Aboriginal and Torres Strait Islander groups and other legal and social groups have expressed dismay about the merger of the Family Court with the Federal Circuit Court, after the government bill passed through the Senate overnight with the support of One Nation’s Pauline Hanson and Malcolm Robert and independent senator Rex Patrick.
Passage of flawed merger bill tasks family law judges with an impossible task
Joint media release from Law Council of Australia, Women’s Legal Services Australia, Community Legal Centres Australia and the National Aboriginal and Torres Strait Islander Legal Services (NATSILS)
The passage of the Government’s flawed merger bill by the barest of margins is a disappointing outcome for Australian children and families and tasks Australian judges with an impossible task.
The Law Council of Australia, Women’s Legal Services Australia, Community Legal Centres Australia and the National Aboriginal and Torres Strait Islander Legal Services are among more than 155 stakeholders who have consistently opposed the Government’s bill to abolish the specialist, stand-alone Family Court out of concern it would harm, not help, Australian families and children.
The best interests of families and children are at the heart of what we do and must remain at the heart of policy development in this space.
For three years, we have put the merger proposal to proof. Not because it was popular to do so but to put to challenge a fundamental change that will directly impact on Australian lives and hard-working judges because it is our job to advocate for the best outcomes for children, families and victim-survivors of family violence.
We disagree with the Government, Senators Patrick, Hanson and Robert in relation to the claimed benefits of the merger, which are based on the widely discredited PWC Report and disputed by many stakeholders. There is much more evidence to support the damage that will be done by the merger, including harm to families and people experiencing family violence. The Government and new Court will be under heavy scrutiny to deliver court efficiency, resolve 8,000 additional cases, reduce costs, reduce the time separating families will spend before the court and reduce delays, even allowing for the impact of COVID-19.

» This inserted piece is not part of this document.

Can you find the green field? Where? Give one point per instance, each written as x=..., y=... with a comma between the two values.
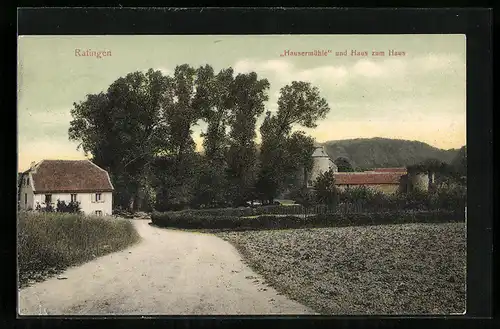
x=383, y=269
x=48, y=243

Despite the significant backlogs facing the Courts and shortfalls in judicial officers, the Government voted against two motions on Wednesday to guarantee a minimum number of judges in the new Division 1 at either the Family Court’s current strength of 32 or the 40 judges that are at least required to meet existing need.
Those voting for the Bill have tasked the Court to deliver the projected outcomes with fewer resources than are needed to do the job. It was confirmed in the Consideration of Detail stage of the bill that there are currently eight judicial vacancies in the Family Court and Federal Circuit Court which have yet to be filled. At least ten judges practising in family law are to retire in 2021-22.
Like many others, we have warned of the dangers this legislation poses for the most vulnerable in our community at a time of relationship breakdown. We now call on the Government to step up and properly fund the family law system and legal assistance, and to repair the years of government neglect of this critical infrastructure.
We will continue to do whatever is possible to support the new Court in the delivery of justice to Australian children and families in this most critical of areas.
While we respect the will of the Parliament, what is disappointing about the process has been that the advice of highly respected experts has been consistently disregarded. Despite this, many have stood up to make their voices heard, made written and oral submissions and representations to Parliamentarians to seek to inform public debate and assist the Parliament to consider this bill. We thank stakeholders who have engaged in discussions about this important issue for their contributions and their tireless advocacy for Australian families.